A third line of reasoning in these volumes and others like them involves recategorization. In the past, homosexuality was categorized by all Christian churches and theology as sin. However, many now argue that homosexuality should be put in the same category as slavery and segregation. Vines writes, for example, that the Bible supported slavery and that most Christians used to believe that some form of slavery is condoned by the Bible, but we have now come to see that all slavery is wrong. Therefore, just as Christians interpreted the Bible to support segregation and slavery until times changed, so Christians should change their interpretations about homosexuality as history moves forward.
But historians such as Mark Noll (America’s God [Oxford, 2005] and The Civil War as a Theological Crisis [University of North Carolina, 2006]) have shown the 19th-century position some people took that Scripture condoned race-based chattel slavery was highly controversial and never a consensus. Most Protestants in Canada and Britain (and many in the northern U.S. states) condemned it as being wholly against the Bible. Rodney Stark (For the Glory of God: How Monotheism Led to Reformations, Science, Witch Hunts, and the End of Slavery, 2003) points out that the Roman Catholic church also came out early against the African slave trade. David L. Chappell, in his history of the civil rights movement (A Stone of Hope: Prophetic Religion and the Death of Jim Crow, 2003), goes further. He proves that even before the Supreme Court decisions of the mid-1950s, almost no one was promoting the slender and forced biblical justifications for racial superiority and segregation. Even otherwise racist theologians and ministers couldn’t find a basis for white supremacy in the Bible.

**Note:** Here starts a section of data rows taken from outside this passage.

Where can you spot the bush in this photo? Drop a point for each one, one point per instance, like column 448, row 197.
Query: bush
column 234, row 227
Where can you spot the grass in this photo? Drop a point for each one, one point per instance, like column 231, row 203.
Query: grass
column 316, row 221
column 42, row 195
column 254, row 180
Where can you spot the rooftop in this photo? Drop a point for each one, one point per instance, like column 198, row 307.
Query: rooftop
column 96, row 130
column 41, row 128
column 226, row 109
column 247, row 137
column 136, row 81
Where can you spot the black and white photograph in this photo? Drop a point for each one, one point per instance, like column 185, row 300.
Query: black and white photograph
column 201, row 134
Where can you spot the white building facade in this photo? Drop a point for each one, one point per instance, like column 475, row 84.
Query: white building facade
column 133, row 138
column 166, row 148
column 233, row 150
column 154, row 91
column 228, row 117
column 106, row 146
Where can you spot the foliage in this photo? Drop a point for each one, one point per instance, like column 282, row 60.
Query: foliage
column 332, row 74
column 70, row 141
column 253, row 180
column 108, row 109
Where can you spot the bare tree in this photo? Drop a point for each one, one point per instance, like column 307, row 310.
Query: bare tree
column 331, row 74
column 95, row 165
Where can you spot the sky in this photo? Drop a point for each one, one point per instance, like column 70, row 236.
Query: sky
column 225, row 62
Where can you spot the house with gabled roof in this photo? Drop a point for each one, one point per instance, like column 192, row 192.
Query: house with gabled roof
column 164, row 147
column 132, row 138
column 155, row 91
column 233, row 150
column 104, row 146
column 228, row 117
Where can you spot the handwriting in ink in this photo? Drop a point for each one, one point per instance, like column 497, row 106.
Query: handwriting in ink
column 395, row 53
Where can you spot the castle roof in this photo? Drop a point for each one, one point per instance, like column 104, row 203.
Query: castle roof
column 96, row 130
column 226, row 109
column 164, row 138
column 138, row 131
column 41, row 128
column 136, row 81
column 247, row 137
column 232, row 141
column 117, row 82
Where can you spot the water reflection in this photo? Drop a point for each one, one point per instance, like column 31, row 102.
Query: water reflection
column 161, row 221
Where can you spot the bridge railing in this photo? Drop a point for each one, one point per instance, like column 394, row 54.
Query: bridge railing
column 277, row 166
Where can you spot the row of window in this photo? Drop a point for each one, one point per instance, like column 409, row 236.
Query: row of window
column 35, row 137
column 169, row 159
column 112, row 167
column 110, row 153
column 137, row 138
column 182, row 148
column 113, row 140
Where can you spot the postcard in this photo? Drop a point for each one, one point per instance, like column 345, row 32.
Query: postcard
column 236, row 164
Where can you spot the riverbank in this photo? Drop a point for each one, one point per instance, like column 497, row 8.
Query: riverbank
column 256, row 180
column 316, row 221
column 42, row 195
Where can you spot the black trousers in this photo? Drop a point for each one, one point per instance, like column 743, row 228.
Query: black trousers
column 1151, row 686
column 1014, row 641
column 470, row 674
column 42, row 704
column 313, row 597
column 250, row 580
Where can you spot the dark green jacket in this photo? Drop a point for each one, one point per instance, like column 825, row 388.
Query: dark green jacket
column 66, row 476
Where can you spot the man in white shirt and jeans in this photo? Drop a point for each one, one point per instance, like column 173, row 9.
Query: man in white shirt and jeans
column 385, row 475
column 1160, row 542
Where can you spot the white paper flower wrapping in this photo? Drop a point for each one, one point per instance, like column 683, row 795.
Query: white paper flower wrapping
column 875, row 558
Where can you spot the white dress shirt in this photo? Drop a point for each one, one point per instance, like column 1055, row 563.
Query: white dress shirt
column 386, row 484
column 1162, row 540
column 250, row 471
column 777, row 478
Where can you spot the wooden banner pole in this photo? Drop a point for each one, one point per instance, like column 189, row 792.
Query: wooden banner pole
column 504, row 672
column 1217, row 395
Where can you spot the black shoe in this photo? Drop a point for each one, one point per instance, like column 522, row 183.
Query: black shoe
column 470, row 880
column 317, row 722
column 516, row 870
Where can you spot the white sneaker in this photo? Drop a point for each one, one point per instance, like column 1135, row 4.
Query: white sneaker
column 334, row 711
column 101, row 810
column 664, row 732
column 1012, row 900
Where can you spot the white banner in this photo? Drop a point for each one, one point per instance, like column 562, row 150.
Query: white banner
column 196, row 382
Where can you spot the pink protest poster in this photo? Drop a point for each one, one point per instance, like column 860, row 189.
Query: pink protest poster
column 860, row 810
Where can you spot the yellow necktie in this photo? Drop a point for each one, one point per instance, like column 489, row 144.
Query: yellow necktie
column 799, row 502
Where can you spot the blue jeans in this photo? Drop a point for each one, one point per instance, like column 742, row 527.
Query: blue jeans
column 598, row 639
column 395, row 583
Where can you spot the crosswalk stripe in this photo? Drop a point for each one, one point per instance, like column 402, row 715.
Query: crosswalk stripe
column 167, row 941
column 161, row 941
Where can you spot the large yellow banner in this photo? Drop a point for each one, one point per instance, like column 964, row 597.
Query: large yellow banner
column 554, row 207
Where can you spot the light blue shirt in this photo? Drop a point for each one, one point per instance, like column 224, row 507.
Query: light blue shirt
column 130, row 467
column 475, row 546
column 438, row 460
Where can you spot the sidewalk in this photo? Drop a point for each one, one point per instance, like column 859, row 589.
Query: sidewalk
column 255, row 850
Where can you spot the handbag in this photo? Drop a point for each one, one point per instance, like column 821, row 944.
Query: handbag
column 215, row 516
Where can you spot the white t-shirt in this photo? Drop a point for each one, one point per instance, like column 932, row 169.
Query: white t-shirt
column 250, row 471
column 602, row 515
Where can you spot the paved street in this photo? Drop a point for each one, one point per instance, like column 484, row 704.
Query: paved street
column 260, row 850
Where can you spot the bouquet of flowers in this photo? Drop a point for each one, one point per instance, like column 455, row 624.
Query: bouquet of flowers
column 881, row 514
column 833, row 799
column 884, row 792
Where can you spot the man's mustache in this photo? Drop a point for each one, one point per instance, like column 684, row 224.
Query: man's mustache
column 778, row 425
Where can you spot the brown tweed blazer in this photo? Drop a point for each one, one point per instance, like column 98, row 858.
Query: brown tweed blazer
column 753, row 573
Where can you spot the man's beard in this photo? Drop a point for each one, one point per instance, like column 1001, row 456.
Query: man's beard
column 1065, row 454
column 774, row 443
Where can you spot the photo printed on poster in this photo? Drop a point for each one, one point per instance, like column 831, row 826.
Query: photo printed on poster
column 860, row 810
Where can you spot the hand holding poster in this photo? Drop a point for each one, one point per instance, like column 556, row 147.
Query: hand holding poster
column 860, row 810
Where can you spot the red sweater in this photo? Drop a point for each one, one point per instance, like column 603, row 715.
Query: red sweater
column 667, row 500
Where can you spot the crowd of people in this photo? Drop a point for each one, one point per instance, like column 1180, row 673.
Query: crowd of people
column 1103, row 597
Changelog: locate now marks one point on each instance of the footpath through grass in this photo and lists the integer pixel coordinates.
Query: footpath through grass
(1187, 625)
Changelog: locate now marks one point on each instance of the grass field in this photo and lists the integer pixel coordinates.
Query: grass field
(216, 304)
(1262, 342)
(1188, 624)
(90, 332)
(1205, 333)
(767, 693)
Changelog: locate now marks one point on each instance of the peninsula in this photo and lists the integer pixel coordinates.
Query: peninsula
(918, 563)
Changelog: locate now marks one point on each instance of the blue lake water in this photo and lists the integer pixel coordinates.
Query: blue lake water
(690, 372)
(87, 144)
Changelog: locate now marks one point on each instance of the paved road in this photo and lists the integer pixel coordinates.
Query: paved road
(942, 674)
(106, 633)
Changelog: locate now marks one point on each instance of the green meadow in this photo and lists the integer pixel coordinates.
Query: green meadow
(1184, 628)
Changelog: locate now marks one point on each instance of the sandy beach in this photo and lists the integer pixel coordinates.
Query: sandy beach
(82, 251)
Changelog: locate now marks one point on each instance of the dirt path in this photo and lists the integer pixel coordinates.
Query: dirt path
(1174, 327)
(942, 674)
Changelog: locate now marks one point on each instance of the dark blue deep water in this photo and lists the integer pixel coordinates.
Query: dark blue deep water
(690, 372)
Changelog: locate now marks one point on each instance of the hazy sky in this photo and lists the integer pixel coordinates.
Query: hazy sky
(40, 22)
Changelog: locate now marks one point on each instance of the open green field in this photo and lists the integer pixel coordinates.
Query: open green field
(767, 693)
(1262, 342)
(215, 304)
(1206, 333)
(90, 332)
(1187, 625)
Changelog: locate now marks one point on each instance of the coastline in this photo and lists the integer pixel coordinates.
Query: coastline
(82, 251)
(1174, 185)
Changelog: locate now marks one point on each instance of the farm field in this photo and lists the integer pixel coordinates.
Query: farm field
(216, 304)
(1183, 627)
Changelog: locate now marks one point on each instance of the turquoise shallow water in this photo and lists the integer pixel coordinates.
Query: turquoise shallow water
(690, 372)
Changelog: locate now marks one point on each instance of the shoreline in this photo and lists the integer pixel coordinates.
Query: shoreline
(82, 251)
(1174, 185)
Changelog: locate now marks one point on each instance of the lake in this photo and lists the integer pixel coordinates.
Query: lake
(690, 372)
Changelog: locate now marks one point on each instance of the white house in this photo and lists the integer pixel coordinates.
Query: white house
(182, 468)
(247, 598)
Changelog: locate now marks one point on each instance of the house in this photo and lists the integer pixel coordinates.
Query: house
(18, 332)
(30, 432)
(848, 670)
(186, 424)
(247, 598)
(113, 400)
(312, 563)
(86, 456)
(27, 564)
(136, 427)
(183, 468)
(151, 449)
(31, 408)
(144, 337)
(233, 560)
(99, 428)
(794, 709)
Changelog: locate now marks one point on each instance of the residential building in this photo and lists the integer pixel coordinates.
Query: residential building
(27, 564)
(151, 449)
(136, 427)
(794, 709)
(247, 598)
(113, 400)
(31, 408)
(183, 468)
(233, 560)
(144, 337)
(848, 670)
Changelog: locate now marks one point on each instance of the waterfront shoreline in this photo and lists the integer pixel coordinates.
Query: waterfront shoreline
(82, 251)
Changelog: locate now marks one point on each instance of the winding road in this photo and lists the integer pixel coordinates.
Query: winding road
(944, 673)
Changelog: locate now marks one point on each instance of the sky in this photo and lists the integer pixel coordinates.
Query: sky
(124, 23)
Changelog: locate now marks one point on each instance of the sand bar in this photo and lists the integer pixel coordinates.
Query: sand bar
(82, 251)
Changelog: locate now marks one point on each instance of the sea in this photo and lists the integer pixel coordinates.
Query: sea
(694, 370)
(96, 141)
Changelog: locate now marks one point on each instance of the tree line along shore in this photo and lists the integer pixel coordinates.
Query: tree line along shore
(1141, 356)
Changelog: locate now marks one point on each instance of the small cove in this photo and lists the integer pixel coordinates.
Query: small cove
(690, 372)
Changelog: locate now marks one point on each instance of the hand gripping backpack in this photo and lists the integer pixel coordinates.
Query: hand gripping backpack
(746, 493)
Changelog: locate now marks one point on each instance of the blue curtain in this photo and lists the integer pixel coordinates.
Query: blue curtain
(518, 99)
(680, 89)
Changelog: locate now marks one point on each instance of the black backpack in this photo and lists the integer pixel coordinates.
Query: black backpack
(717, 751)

So we see that the analogy between the church’s view of slavery and its view of homosexuality breaks down. Up until very recently, all Christian churches and theologians unanimously read the Bible as condemning homosexuality. By contrast, there was never any consensus or even a majority of churches that thought slavery and segregation were supported by the Bible. Chappell shows that even within the segregationist South, efforts to support racial separation from the Bible collapsed within a few years. Does anyone really think that within a few years from now there will be no one willing to defend the traditional view of sexuality from biblical texts? The answer is surely no. This negates the claim that the number, strength, and clarity of those biblical texts supposedly supporting slavery and those texts condemning homosexuality are equal, and equally open to changed interpretations.